Transcript of
Female bulimia: Liselle's story
I'm Lizelle Terret, I'm 38 years of age,
I was born in Glasgow, and from the age of 14 to about 23,
I unfortunately suffered from bulimia nervosa.
I think I was struggling a bit at school. I wasn't very happy at home.
There was the classic middle child syndrome perhaps.
As a young woman I remember feeling very confused about my body
and that sort of adolescence.
I then moved into the toilet, metaphorically, at home,
and I tried it,
and the secretiveness about it was quite attractive to me,
and it was something that was mine,
and unfortunately I became very addicted to the habit of vomiting.
It was something that I didn't have to explain verbally
and I think it was a control.
I had started to use food for a little bit of comfort
and it was something that was mine,
it was a solitary time on my own in the toilet.
It's known as the secret disorder.
So in one way it's a coping mechanism.
It's when you can't cope. Something needs to change.
And in a way that's why it's a very dangerous illness to have,
because I carried on at school, I did my exams.
I didn't do very well, but I did my exams.
I got into university. I went abroad for a year at the end.
So I did carry on. Meanwhile, I was secretly vomiting.
My teeth were decaying. My periods stopped for quite a while.
I certainly didn't have any sexual relations
with anybody else or indeed with myself.
That totally stopped.
And I unfortunately grew to hate myself.
It was at university, actually, that I realised I needed to see somebody.
Basically, I knew it had to stop,
because I was living a dual life.
Apart from seeing a therapist, which I still do, actually,
I also went on my own journey of healing
using the creative arts.
I'm a lecturer and I'm a practitioner of community theatre.

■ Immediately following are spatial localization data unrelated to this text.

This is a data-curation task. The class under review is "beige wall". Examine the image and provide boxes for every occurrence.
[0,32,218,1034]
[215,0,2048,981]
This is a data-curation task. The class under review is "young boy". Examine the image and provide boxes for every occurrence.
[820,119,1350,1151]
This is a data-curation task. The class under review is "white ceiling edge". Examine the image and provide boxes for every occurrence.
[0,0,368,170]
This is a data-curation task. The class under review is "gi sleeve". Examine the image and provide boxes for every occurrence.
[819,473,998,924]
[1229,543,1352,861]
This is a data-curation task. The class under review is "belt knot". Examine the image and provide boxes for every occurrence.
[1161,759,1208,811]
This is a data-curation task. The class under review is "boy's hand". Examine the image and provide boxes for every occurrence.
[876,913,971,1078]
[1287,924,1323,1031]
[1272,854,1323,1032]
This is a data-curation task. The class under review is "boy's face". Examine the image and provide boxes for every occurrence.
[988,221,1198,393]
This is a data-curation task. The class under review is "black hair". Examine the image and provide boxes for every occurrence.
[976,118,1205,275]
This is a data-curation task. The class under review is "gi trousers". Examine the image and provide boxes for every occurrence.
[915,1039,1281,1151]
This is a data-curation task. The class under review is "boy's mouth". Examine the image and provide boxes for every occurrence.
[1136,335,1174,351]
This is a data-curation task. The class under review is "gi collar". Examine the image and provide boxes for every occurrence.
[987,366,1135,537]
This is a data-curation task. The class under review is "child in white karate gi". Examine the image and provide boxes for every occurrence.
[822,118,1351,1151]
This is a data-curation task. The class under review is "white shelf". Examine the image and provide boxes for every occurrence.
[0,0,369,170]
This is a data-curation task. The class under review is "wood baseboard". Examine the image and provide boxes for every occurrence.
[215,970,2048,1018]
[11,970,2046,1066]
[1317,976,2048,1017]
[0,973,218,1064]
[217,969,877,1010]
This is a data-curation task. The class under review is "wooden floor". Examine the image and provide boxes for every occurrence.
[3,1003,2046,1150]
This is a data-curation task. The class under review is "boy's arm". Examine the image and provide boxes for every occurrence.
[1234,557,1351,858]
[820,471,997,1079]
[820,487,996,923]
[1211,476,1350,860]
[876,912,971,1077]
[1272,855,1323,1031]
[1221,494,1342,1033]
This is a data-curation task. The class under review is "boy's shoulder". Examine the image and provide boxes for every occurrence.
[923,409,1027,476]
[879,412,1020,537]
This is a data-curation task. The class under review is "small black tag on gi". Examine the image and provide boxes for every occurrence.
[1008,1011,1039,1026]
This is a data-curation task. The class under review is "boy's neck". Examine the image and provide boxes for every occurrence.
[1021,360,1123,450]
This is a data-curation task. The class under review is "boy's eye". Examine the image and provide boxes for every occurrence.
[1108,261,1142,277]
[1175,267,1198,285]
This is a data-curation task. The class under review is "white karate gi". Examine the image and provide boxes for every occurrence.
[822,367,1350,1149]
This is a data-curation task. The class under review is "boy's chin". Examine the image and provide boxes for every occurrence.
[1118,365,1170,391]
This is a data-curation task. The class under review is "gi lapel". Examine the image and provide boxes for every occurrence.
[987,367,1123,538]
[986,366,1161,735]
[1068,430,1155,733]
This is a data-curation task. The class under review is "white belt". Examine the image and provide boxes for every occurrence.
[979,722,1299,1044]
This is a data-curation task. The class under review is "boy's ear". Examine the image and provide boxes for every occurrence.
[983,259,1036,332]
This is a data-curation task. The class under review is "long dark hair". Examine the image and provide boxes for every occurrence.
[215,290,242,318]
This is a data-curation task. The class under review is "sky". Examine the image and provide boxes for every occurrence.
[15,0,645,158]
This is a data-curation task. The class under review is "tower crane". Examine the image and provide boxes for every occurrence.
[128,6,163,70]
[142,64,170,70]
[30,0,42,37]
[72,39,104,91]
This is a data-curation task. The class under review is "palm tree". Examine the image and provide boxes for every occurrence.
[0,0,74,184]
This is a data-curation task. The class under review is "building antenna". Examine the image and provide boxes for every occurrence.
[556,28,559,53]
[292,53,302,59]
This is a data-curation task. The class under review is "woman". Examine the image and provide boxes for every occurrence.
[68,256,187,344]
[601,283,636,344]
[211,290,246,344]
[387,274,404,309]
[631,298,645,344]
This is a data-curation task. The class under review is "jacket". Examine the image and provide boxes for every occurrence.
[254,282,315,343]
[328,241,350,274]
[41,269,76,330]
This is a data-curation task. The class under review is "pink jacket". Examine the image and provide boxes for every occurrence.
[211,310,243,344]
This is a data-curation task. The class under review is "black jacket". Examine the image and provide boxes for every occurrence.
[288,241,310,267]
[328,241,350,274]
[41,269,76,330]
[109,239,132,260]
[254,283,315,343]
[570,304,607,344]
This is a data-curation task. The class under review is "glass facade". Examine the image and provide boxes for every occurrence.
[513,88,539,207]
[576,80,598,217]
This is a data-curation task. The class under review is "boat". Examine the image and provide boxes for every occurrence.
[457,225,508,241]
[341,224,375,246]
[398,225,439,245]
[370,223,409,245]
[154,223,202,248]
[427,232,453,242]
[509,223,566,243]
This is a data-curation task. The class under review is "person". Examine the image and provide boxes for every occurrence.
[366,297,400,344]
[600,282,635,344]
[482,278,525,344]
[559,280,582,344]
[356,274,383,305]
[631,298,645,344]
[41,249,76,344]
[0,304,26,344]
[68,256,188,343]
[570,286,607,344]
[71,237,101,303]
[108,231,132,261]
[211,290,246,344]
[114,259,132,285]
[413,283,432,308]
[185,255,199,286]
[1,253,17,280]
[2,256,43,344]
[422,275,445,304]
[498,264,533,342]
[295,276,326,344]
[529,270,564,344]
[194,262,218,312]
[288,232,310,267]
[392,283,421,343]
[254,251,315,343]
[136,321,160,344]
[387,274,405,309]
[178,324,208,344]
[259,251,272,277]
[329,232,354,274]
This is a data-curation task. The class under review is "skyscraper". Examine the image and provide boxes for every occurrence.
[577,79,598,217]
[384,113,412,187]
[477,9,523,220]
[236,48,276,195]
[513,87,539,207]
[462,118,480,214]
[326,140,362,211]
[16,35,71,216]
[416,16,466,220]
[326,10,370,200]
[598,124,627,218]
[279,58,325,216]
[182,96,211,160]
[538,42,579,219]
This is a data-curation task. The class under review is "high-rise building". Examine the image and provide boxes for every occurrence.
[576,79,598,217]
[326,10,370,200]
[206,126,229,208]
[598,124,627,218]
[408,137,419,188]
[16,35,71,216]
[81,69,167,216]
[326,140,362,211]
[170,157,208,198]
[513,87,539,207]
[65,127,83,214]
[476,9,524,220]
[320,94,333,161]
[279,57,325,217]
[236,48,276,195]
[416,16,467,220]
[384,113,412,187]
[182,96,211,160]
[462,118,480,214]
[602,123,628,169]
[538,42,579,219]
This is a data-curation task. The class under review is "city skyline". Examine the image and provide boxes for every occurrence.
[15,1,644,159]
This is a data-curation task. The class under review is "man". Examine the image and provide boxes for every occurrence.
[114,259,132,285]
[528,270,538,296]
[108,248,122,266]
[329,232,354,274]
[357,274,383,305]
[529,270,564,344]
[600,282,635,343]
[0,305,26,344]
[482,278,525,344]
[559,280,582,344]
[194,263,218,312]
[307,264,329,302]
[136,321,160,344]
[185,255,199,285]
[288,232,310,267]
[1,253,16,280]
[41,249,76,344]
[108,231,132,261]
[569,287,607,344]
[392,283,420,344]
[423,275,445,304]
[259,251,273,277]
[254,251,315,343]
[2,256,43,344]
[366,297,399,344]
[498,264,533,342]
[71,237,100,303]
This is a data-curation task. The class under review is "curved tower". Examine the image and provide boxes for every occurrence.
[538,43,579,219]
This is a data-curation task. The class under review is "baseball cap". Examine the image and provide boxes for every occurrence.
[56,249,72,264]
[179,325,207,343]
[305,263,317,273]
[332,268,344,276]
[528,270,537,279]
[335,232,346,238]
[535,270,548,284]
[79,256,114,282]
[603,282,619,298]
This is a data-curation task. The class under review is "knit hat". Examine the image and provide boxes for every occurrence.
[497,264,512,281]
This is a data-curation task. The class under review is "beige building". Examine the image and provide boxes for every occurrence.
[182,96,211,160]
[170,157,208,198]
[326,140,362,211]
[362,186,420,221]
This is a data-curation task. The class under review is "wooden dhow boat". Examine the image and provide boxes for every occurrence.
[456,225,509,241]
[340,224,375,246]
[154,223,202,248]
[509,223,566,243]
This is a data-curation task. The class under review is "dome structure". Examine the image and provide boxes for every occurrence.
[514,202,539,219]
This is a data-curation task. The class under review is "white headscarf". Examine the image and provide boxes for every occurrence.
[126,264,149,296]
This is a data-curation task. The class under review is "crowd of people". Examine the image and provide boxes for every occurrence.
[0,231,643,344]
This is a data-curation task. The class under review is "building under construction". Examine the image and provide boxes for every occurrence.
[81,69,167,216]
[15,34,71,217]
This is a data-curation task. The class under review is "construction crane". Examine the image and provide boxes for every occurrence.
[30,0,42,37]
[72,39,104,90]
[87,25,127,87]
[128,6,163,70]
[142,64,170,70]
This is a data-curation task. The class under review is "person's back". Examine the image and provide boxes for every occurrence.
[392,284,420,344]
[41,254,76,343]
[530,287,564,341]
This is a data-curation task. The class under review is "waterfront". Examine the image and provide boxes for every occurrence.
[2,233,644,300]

I have created a piece of performance.
There's absolutely nothing glamorous or exciting
or positive at all about developing an eating disorder, at all.
All it does is it starts decaying your body,
it shortens your life.
I still spend a ridiculous amount of money on my teeth,
which are really in a bad way.
It affects people's fertility.
And I think really importantly, it affects one's identity
and how one feels about oneself in the short life that we have here.
And it affects your relationships
with family, friends, partners.
For many, many years I didn't have a relationship
because I was too afraid to,
because I was living in this terribly self-destructive bubble.
In terms of getting help, I think the difficulty is
you can't force somebody to talk to somebody,
especially with an illness like this, because you're living in denial.
And, for me, there was a huge shame about it, terrible shame.
It's the ultimate. It's grotesque.
People don't want to know about it. You're disfunctioning.
Whereas you just want to be normal, you want to fit in.
So... And it's an addiction.
So until you realise
that there is something wrong in your behaviour,
it is not a way of surviving, it's the opposite,
only then will you want to get help.